Earnshaw Books
- Status: Active
- Founded: 2007
- Founder: Graham Earnshaw
- Country of origin: Hong Kong S.A.R.
- Headquarters location: Central, Hong Kong
- Distribution: Hong Kong, Mainland China, Southeast Asia, Malaysia, North America, Europe, United Kingdom
- Publication types: Books
- Fiction genres: Asian History, Biography and Memoirs, Historical Fiction, Non-fiction, Fiction, Reprints
- Official website: www.earnshawbooks.com

= Earnshaw Books =

Hong Kong publishing house

Earnshaw Books is a Hong Kong–based publishing house specializing in English-language books about China and is considered to be "one of the more notable independent publishers in East Asia". Earnshaw Books was founded in 2007 by CEO Graham Earnshaw.

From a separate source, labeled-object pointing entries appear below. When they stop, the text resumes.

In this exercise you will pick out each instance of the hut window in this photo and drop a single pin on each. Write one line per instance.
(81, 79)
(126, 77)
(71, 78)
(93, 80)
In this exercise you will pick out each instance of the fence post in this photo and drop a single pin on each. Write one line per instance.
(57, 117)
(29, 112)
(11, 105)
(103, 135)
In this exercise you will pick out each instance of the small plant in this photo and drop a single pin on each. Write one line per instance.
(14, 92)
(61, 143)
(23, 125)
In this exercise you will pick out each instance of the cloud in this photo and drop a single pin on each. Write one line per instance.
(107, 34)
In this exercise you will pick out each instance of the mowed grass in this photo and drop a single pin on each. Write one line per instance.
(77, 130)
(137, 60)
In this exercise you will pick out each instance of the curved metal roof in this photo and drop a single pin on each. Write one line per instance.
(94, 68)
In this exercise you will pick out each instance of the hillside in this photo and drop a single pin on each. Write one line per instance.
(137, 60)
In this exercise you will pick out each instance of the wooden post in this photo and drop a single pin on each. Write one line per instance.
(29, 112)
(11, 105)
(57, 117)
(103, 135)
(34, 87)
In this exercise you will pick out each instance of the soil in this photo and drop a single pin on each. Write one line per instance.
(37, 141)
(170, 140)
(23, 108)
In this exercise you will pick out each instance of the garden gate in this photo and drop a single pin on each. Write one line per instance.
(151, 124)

First concentrating in reprinting old Chinese classics, Earnshaw Books has expanded to include original works covering topics on Chinese history and contemporary culture.

== History ==

In 1996, Graham Earnshaw developed the Tales of Old China website as an information portal about Chinese culture and history. He established Earnshaw Books in 2007 to bring Chinese and Asia interest books to English speakers, hoping to foster cross-cultural dialogue with China and the global community. In the time since, Earnshaw Books has published more than 150 titles which are currently distributed around the world.

In May 2011, the company entered the North American market with distribution partner Independent Publishers Group (IPG)/River North Editions.

The company released Décadence Mandchoue in April 2011. This is an autobiographical memoir of Sir Edmund Backhouse and contains controversial material covering Backhouse's life in China.